Ana muhalefet Cumhuriyet Halk Partisi (CHP) Genel Başkanı Özgür Özel, Salı günü partisinin Meclis’teki grup toplantısında Kürdistan İşçi Partisi (PKK) lideri Abdullah Öcalan’ın çağrısıyla ilgili ”Biz bu sorunun demokratikleşme adımları atılarak, kanunlar yapılarak bu meclis çatısı altında çözülmesi gerektiğini söylüyoruz,” dedi.
1 Ekim’de iktidar Cumhur İttifakı ortaklarından Milliyetçi Hareket Partisi (MHP) lideri Devlet Bahçeli’nin Meclis’te Halkların Eşitlik ve Demokrasi Partisi (DEM Parti) sıralarına giderek başlattığı süreci ‘özenle temkinle ve tarihi sorumlulukla’ takip ettiklerini belirtti.
Cumhurbaşkanı Recep Tayyip Erdoğan’ın ‘bu sorunu inkar etmiş bir siyasetçi’ olduğunu belirten Özel, ”Bu sorunun Meclis çatısı altında çözülmesini savunuyoruz. Demokratikleşme adımları atılarak, kanunlar yapılarak çözülmesi gerektiğini ifade ediyoruz. Tam bir samimiyet, şeffaflık ve toplumsal mutabakatla sürdürülmesi gerektiğinin altını çiziyoruz. 2015’te olduğu gibi Erdoğan tarafından nasıl felakete sürüklendiğini biliyoruz. Bugün de aynı yanlış bakış açısı olduğunu ifade ediyoruz. Dolmabahçe’de masa kurulup canlı yayın hazırlıkları yapılırken Erdoğan tarafından inkar edildiğini hatırlatıyoruz,” dedi.
CHP lideri ‘açık çağrı yapıyorum’ diyerek ekledi: ”Öcalan’a bir sihirli değnek değmesi ile, ‘her şey yoluna girecek’ denmesiyle çözülmez, bunun gerçekliği yok. Böyle bir sorun çözülecekse demokratikleşme ile Meclis çatısı altında çözülecek. Gazeteciler, Gezi tutukluları, Kürt’ü Türk’ü yerel yönetimciler içerideyken, kayyım uygulamaları devam ediyorken bu ülkede bir çözüm mümkün olmaz.
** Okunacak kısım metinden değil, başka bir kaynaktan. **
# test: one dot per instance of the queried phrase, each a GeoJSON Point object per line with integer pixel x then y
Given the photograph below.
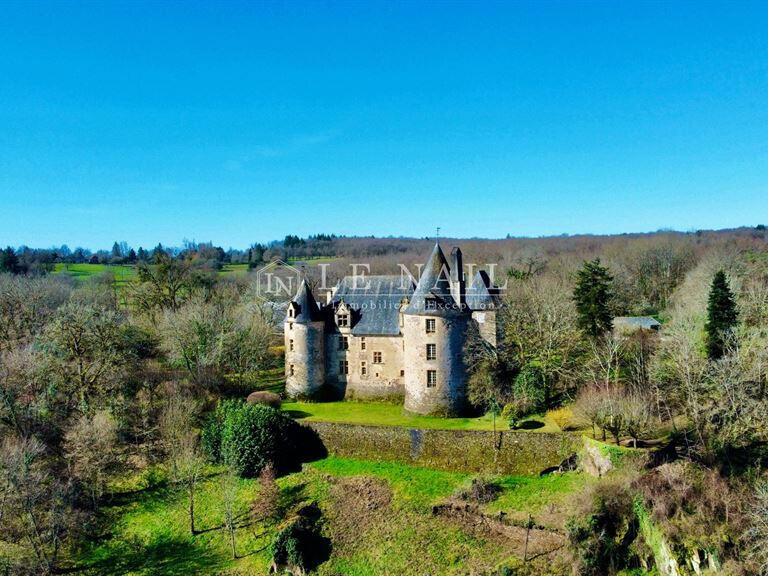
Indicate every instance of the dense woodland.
{"type": "Point", "coordinates": [97, 383]}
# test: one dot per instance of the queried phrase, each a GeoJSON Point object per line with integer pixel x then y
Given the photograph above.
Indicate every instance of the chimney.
{"type": "Point", "coordinates": [457, 276]}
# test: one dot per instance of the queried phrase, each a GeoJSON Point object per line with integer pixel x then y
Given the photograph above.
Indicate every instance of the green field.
{"type": "Point", "coordinates": [377, 515]}
{"type": "Point", "coordinates": [233, 270]}
{"type": "Point", "coordinates": [81, 272]}
{"type": "Point", "coordinates": [385, 414]}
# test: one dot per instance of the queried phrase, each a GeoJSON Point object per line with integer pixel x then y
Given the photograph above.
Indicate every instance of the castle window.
{"type": "Point", "coordinates": [431, 378]}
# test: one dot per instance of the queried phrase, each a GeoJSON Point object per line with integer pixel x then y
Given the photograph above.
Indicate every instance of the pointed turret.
{"type": "Point", "coordinates": [303, 308]}
{"type": "Point", "coordinates": [304, 345]}
{"type": "Point", "coordinates": [433, 293]}
{"type": "Point", "coordinates": [434, 327]}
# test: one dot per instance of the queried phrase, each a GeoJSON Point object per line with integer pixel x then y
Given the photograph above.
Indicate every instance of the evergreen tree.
{"type": "Point", "coordinates": [592, 295]}
{"type": "Point", "coordinates": [721, 315]}
{"type": "Point", "coordinates": [117, 253]}
{"type": "Point", "coordinates": [9, 262]}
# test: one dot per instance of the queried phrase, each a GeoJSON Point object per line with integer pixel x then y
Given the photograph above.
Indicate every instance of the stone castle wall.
{"type": "Point", "coordinates": [305, 355]}
{"type": "Point", "coordinates": [448, 396]}
{"type": "Point", "coordinates": [509, 452]}
{"type": "Point", "coordinates": [382, 380]}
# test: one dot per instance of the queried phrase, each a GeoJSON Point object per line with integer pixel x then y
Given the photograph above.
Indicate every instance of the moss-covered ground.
{"type": "Point", "coordinates": [377, 515]}
{"type": "Point", "coordinates": [392, 414]}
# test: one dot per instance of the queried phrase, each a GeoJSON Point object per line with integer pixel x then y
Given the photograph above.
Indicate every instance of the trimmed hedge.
{"type": "Point", "coordinates": [247, 437]}
{"type": "Point", "coordinates": [214, 427]}
{"type": "Point", "coordinates": [254, 436]}
{"type": "Point", "coordinates": [509, 452]}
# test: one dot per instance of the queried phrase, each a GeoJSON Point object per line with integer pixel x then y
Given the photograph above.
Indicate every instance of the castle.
{"type": "Point", "coordinates": [386, 336]}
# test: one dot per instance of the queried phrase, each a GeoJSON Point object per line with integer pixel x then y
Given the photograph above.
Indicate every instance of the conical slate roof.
{"type": "Point", "coordinates": [435, 282]}
{"type": "Point", "coordinates": [307, 309]}
{"type": "Point", "coordinates": [479, 295]}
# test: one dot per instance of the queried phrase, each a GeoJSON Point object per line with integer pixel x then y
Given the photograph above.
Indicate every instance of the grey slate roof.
{"type": "Point", "coordinates": [481, 295]}
{"type": "Point", "coordinates": [308, 310]}
{"type": "Point", "coordinates": [630, 322]}
{"type": "Point", "coordinates": [375, 303]}
{"type": "Point", "coordinates": [435, 282]}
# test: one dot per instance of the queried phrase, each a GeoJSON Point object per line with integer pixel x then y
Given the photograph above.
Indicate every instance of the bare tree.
{"type": "Point", "coordinates": [265, 505]}
{"type": "Point", "coordinates": [758, 529]}
{"type": "Point", "coordinates": [84, 345]}
{"type": "Point", "coordinates": [190, 465]}
{"type": "Point", "coordinates": [89, 447]}
{"type": "Point", "coordinates": [228, 501]}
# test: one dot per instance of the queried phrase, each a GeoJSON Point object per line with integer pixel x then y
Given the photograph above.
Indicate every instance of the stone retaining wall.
{"type": "Point", "coordinates": [510, 452]}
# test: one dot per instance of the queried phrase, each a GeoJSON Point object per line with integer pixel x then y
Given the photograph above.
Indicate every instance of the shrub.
{"type": "Point", "coordinates": [214, 426]}
{"type": "Point", "coordinates": [563, 417]}
{"type": "Point", "coordinates": [265, 398]}
{"type": "Point", "coordinates": [481, 490]}
{"type": "Point", "coordinates": [528, 391]}
{"type": "Point", "coordinates": [601, 533]}
{"type": "Point", "coordinates": [511, 413]}
{"type": "Point", "coordinates": [254, 436]}
{"type": "Point", "coordinates": [299, 546]}
{"type": "Point", "coordinates": [289, 547]}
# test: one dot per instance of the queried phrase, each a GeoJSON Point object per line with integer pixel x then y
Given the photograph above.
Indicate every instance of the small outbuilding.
{"type": "Point", "coordinates": [625, 324]}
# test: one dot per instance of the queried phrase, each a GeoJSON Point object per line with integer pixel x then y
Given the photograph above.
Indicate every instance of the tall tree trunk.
{"type": "Point", "coordinates": [192, 508]}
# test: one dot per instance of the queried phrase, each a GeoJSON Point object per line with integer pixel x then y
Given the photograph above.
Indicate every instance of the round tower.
{"type": "Point", "coordinates": [304, 329]}
{"type": "Point", "coordinates": [434, 329]}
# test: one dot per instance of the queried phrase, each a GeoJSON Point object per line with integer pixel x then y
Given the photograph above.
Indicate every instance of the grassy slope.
{"type": "Point", "coordinates": [383, 414]}
{"type": "Point", "coordinates": [80, 272]}
{"type": "Point", "coordinates": [146, 528]}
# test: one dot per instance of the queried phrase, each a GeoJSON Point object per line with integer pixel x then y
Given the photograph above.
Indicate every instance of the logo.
{"type": "Point", "coordinates": [278, 281]}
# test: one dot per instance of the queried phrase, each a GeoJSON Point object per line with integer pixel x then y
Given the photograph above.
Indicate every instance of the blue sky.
{"type": "Point", "coordinates": [242, 122]}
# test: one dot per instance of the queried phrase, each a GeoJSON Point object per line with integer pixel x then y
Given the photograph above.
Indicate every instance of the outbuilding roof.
{"type": "Point", "coordinates": [374, 302]}
{"type": "Point", "coordinates": [635, 322]}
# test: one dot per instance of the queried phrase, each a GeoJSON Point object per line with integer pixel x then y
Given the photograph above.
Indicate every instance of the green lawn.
{"type": "Point", "coordinates": [385, 414]}
{"type": "Point", "coordinates": [145, 531]}
{"type": "Point", "coordinates": [80, 272]}
{"type": "Point", "coordinates": [233, 270]}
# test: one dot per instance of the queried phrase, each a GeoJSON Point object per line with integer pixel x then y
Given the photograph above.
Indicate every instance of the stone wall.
{"type": "Point", "coordinates": [448, 396]}
{"type": "Point", "coordinates": [511, 452]}
{"type": "Point", "coordinates": [305, 356]}
{"type": "Point", "coordinates": [382, 380]}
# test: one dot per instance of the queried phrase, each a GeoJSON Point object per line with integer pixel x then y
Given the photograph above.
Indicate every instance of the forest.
{"type": "Point", "coordinates": [109, 390]}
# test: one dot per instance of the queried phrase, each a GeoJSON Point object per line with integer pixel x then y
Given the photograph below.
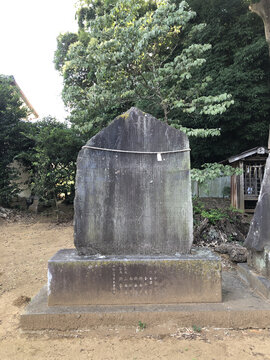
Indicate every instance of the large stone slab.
{"type": "Point", "coordinates": [259, 232]}
{"type": "Point", "coordinates": [123, 280]}
{"type": "Point", "coordinates": [137, 201]}
{"type": "Point", "coordinates": [241, 308]}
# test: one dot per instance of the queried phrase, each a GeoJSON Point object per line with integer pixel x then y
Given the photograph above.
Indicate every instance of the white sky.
{"type": "Point", "coordinates": [28, 32]}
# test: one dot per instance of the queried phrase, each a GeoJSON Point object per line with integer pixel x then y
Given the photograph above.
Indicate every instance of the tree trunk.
{"type": "Point", "coordinates": [262, 8]}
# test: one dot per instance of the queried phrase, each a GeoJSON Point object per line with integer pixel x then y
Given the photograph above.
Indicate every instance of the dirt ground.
{"type": "Point", "coordinates": [25, 247]}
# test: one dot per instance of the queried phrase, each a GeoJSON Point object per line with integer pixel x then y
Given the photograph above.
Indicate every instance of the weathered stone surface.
{"type": "Point", "coordinates": [259, 233]}
{"type": "Point", "coordinates": [237, 253]}
{"type": "Point", "coordinates": [134, 203]}
{"type": "Point", "coordinates": [123, 280]}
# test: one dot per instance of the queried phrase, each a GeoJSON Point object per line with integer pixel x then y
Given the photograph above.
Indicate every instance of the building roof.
{"type": "Point", "coordinates": [260, 150]}
{"type": "Point", "coordinates": [24, 98]}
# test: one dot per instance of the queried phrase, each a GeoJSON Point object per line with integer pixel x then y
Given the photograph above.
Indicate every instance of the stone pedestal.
{"type": "Point", "coordinates": [140, 279]}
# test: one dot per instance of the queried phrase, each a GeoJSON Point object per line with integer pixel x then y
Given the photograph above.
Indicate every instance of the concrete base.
{"type": "Point", "coordinates": [257, 282]}
{"type": "Point", "coordinates": [130, 280]}
{"type": "Point", "coordinates": [241, 308]}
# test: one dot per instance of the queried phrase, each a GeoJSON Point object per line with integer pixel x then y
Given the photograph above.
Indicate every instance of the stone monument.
{"type": "Point", "coordinates": [257, 270]}
{"type": "Point", "coordinates": [133, 222]}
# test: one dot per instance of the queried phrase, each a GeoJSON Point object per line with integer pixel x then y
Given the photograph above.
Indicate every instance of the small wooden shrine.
{"type": "Point", "coordinates": [245, 188]}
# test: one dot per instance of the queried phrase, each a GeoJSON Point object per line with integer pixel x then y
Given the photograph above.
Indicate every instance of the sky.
{"type": "Point", "coordinates": [28, 32]}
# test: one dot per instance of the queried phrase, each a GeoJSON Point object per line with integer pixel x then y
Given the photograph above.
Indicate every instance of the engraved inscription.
{"type": "Point", "coordinates": [125, 283]}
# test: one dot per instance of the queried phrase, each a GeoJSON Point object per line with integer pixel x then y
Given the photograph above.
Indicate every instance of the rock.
{"type": "Point", "coordinates": [224, 248]}
{"type": "Point", "coordinates": [238, 254]}
{"type": "Point", "coordinates": [133, 189]}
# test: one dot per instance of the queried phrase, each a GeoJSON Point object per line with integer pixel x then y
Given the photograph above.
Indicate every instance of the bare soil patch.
{"type": "Point", "coordinates": [25, 247]}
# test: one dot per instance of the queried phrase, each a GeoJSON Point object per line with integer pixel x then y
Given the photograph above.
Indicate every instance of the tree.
{"type": "Point", "coordinates": [52, 160]}
{"type": "Point", "coordinates": [12, 141]}
{"type": "Point", "coordinates": [137, 53]}
{"type": "Point", "coordinates": [238, 64]}
{"type": "Point", "coordinates": [262, 8]}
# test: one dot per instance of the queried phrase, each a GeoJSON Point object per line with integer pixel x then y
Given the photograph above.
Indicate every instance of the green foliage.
{"type": "Point", "coordinates": [213, 215]}
{"type": "Point", "coordinates": [138, 53]}
{"type": "Point", "coordinates": [237, 64]}
{"type": "Point", "coordinates": [52, 160]}
{"type": "Point", "coordinates": [213, 171]}
{"type": "Point", "coordinates": [11, 139]}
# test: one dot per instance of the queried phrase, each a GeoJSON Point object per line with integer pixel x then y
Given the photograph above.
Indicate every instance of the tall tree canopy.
{"type": "Point", "coordinates": [238, 64]}
{"type": "Point", "coordinates": [156, 55]}
{"type": "Point", "coordinates": [12, 140]}
{"type": "Point", "coordinates": [136, 53]}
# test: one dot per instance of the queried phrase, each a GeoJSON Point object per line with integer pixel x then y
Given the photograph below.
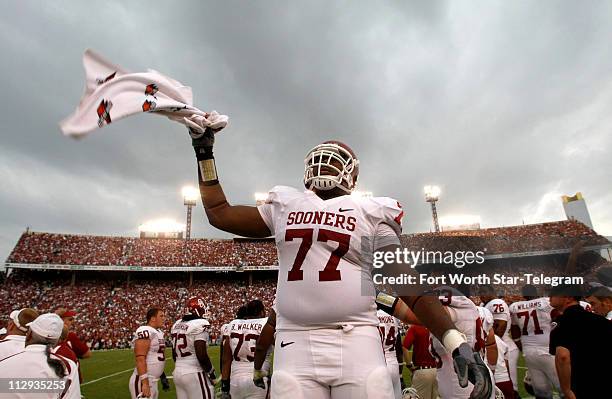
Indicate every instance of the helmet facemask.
{"type": "Point", "coordinates": [328, 166]}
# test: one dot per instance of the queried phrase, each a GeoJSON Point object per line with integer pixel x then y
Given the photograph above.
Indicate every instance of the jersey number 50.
{"type": "Point", "coordinates": [331, 272]}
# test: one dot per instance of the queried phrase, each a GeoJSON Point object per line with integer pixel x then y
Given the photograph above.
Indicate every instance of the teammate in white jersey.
{"type": "Point", "coordinates": [239, 352]}
{"type": "Point", "coordinates": [14, 341]}
{"type": "Point", "coordinates": [326, 321]}
{"type": "Point", "coordinates": [240, 314]}
{"type": "Point", "coordinates": [389, 330]}
{"type": "Point", "coordinates": [501, 326]}
{"type": "Point", "coordinates": [193, 373]}
{"type": "Point", "coordinates": [531, 321]}
{"type": "Point", "coordinates": [466, 317]}
{"type": "Point", "coordinates": [149, 345]}
{"type": "Point", "coordinates": [490, 352]}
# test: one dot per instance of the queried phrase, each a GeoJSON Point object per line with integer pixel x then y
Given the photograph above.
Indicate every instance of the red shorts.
{"type": "Point", "coordinates": [506, 388]}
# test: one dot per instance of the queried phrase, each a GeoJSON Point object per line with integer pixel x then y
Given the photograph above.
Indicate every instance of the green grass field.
{"type": "Point", "coordinates": [106, 374]}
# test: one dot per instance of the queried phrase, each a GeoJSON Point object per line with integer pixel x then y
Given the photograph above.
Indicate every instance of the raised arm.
{"type": "Point", "coordinates": [236, 219]}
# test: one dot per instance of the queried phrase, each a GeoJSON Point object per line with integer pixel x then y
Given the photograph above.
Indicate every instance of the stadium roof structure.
{"type": "Point", "coordinates": [36, 250]}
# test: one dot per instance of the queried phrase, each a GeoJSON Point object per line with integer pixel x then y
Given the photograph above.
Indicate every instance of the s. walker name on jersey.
{"type": "Point", "coordinates": [181, 326]}
{"type": "Point", "coordinates": [529, 305]}
{"type": "Point", "coordinates": [322, 218]}
{"type": "Point", "coordinates": [247, 326]}
{"type": "Point", "coordinates": [386, 319]}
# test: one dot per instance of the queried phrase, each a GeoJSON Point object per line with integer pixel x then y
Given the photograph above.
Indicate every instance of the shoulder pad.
{"type": "Point", "coordinates": [281, 193]}
{"type": "Point", "coordinates": [145, 332]}
{"type": "Point", "coordinates": [198, 326]}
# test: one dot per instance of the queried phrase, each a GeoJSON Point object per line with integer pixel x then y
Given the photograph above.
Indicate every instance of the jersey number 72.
{"type": "Point", "coordinates": [330, 272]}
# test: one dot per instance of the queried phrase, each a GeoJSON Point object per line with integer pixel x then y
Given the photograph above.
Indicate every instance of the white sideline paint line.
{"type": "Point", "coordinates": [106, 376]}
{"type": "Point", "coordinates": [169, 377]}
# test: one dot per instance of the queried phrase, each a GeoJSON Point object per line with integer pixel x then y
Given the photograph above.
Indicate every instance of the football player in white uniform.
{"type": "Point", "coordinates": [325, 313]}
{"type": "Point", "coordinates": [193, 373]}
{"type": "Point", "coordinates": [239, 352]}
{"type": "Point", "coordinates": [149, 348]}
{"type": "Point", "coordinates": [389, 330]}
{"type": "Point", "coordinates": [488, 336]}
{"type": "Point", "coordinates": [501, 326]}
{"type": "Point", "coordinates": [14, 341]}
{"type": "Point", "coordinates": [464, 313]}
{"type": "Point", "coordinates": [240, 314]}
{"type": "Point", "coordinates": [531, 321]}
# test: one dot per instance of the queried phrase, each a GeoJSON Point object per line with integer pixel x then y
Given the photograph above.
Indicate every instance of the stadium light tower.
{"type": "Point", "coordinates": [260, 198]}
{"type": "Point", "coordinates": [190, 196]}
{"type": "Point", "coordinates": [432, 194]}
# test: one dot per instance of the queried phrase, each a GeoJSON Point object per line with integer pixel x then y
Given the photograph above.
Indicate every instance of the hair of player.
{"type": "Point", "coordinates": [486, 289]}
{"type": "Point", "coordinates": [241, 313]}
{"type": "Point", "coordinates": [56, 365]}
{"type": "Point", "coordinates": [529, 290]}
{"type": "Point", "coordinates": [255, 308]}
{"type": "Point", "coordinates": [567, 290]}
{"type": "Point", "coordinates": [465, 289]}
{"type": "Point", "coordinates": [26, 316]}
{"type": "Point", "coordinates": [152, 312]}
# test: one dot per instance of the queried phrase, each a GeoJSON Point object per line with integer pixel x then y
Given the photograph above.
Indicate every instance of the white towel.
{"type": "Point", "coordinates": [112, 93]}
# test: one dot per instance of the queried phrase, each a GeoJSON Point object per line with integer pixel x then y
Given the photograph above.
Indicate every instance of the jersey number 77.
{"type": "Point", "coordinates": [330, 272]}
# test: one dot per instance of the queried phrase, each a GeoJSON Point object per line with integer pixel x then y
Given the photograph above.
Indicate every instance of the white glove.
{"type": "Point", "coordinates": [212, 120]}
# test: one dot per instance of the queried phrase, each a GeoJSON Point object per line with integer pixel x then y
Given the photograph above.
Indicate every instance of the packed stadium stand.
{"type": "Point", "coordinates": [111, 281]}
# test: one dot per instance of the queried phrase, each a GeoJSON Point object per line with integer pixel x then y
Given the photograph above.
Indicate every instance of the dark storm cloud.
{"type": "Point", "coordinates": [505, 105]}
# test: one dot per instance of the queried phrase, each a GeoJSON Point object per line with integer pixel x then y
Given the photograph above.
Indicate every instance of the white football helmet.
{"type": "Point", "coordinates": [410, 393]}
{"type": "Point", "coordinates": [329, 165]}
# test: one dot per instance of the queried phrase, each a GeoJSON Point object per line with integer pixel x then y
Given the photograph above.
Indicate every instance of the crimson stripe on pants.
{"type": "Point", "coordinates": [136, 384]}
{"type": "Point", "coordinates": [204, 393]}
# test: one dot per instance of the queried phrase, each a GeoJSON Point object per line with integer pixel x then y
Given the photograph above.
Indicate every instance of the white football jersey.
{"type": "Point", "coordinates": [487, 323]}
{"type": "Point", "coordinates": [501, 370]}
{"type": "Point", "coordinates": [243, 334]}
{"type": "Point", "coordinates": [156, 357]}
{"type": "Point", "coordinates": [184, 335]}
{"type": "Point", "coordinates": [225, 330]}
{"type": "Point", "coordinates": [324, 277]}
{"type": "Point", "coordinates": [500, 311]}
{"type": "Point", "coordinates": [534, 320]}
{"type": "Point", "coordinates": [389, 328]}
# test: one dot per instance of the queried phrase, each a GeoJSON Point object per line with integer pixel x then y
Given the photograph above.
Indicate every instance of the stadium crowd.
{"type": "Point", "coordinates": [504, 240]}
{"type": "Point", "coordinates": [109, 311]}
{"type": "Point", "coordinates": [47, 248]}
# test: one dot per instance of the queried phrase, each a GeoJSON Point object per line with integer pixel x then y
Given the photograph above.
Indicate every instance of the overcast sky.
{"type": "Point", "coordinates": [505, 105]}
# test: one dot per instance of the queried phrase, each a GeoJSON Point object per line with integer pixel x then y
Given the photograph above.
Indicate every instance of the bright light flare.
{"type": "Point", "coordinates": [190, 193]}
{"type": "Point", "coordinates": [162, 226]}
{"type": "Point", "coordinates": [261, 196]}
{"type": "Point", "coordinates": [432, 193]}
{"type": "Point", "coordinates": [460, 221]}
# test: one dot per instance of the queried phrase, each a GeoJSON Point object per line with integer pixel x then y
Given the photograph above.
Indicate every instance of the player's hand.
{"type": "Point", "coordinates": [569, 394]}
{"type": "Point", "coordinates": [202, 129]}
{"type": "Point", "coordinates": [258, 376]}
{"type": "Point", "coordinates": [146, 389]}
{"type": "Point", "coordinates": [211, 374]}
{"type": "Point", "coordinates": [469, 366]}
{"type": "Point", "coordinates": [165, 383]}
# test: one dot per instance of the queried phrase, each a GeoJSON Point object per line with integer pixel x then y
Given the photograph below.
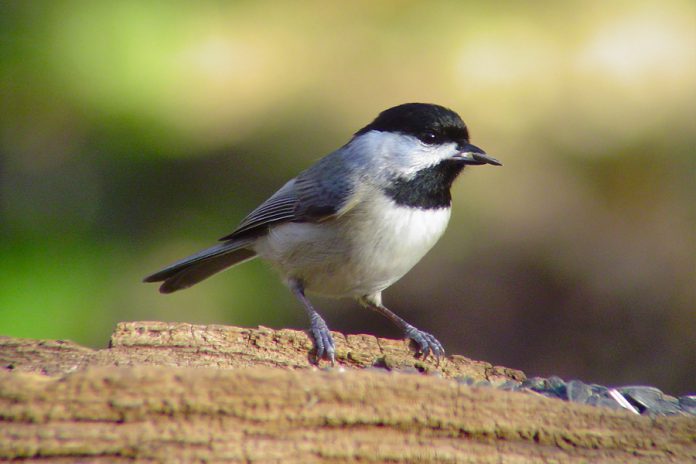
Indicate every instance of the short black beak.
{"type": "Point", "coordinates": [471, 154]}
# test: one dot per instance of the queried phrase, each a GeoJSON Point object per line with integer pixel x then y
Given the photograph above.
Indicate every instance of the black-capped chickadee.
{"type": "Point", "coordinates": [356, 221]}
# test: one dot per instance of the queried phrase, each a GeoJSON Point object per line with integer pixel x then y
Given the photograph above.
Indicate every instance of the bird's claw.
{"type": "Point", "coordinates": [323, 341]}
{"type": "Point", "coordinates": [426, 343]}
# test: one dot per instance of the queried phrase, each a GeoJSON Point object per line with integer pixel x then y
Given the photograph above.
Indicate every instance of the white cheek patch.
{"type": "Point", "coordinates": [403, 155]}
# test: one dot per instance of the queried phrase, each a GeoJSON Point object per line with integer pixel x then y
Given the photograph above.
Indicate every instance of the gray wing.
{"type": "Point", "coordinates": [319, 193]}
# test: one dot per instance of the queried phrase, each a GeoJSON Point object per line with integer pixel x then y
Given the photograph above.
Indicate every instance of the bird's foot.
{"type": "Point", "coordinates": [425, 342]}
{"type": "Point", "coordinates": [323, 341]}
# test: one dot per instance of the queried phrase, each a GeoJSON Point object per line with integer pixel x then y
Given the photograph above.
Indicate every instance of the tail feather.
{"type": "Point", "coordinates": [195, 268]}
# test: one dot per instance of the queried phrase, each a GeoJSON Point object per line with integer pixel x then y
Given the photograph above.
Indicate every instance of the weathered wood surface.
{"type": "Point", "coordinates": [184, 393]}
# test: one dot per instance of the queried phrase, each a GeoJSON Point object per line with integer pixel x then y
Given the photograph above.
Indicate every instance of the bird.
{"type": "Point", "coordinates": [354, 222]}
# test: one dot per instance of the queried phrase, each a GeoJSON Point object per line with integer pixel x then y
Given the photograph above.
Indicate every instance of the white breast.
{"type": "Point", "coordinates": [361, 253]}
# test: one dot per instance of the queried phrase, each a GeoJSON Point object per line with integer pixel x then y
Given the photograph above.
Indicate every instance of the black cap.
{"type": "Point", "coordinates": [428, 122]}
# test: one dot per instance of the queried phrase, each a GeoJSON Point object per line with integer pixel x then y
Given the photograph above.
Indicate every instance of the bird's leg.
{"type": "Point", "coordinates": [426, 342]}
{"type": "Point", "coordinates": [323, 342]}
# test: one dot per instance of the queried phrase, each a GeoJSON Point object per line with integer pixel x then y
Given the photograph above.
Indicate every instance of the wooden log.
{"type": "Point", "coordinates": [185, 393]}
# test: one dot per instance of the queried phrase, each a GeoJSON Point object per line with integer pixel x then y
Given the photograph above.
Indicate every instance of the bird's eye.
{"type": "Point", "coordinates": [429, 137]}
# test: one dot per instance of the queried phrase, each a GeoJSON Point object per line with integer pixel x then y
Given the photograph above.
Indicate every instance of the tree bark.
{"type": "Point", "coordinates": [185, 393]}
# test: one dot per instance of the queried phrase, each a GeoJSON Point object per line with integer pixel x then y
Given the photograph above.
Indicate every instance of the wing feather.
{"type": "Point", "coordinates": [317, 194]}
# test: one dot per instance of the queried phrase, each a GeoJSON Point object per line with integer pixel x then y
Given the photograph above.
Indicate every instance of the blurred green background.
{"type": "Point", "coordinates": [134, 133]}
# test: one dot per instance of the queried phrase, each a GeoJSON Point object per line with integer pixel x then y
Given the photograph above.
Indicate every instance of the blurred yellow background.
{"type": "Point", "coordinates": [134, 133]}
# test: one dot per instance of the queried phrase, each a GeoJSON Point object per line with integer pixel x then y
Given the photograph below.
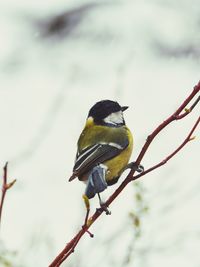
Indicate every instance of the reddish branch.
{"type": "Point", "coordinates": [5, 187]}
{"type": "Point", "coordinates": [180, 113]}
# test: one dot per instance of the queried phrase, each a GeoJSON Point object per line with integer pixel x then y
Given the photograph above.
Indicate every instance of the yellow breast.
{"type": "Point", "coordinates": [118, 163]}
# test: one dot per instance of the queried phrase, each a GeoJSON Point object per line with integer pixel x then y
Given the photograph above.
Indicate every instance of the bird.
{"type": "Point", "coordinates": [104, 148]}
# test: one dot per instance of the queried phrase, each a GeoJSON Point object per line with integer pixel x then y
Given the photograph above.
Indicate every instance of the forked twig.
{"type": "Point", "coordinates": [179, 114]}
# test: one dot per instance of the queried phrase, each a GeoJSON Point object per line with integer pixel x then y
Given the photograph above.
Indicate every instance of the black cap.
{"type": "Point", "coordinates": [104, 108]}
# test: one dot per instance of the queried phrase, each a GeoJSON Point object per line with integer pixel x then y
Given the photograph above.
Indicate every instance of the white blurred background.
{"type": "Point", "coordinates": [57, 58]}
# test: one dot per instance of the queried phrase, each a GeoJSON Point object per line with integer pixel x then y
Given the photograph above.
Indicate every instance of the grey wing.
{"type": "Point", "coordinates": [95, 155]}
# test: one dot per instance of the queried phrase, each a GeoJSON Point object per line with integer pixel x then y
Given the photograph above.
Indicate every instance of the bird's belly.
{"type": "Point", "coordinates": [117, 164]}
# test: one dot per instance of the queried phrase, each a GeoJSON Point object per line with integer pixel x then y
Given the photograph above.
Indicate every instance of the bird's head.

Çıkar ilişkilerine dayalı bir ilişki olursa bu işin sonunda Kürtler de Türkler de kaybeder.”
Sonra da TBMM Başkanı Numan Kurtulmuş’un sorumluluk alması gerektiğini belirterek, ”Al ver pazarlığının içinde olmadık, sonunda da olmayız. Bu yol ancak tam demokrasi ile olur. Kim Kürt sorunu çözülsün istiyorsa, bilhassa DEM Parti, demokratikleşme paketinde yer almalıdır. Demokratikleşme paketine varız, kim geliyorsa hodri meydan,” dedi.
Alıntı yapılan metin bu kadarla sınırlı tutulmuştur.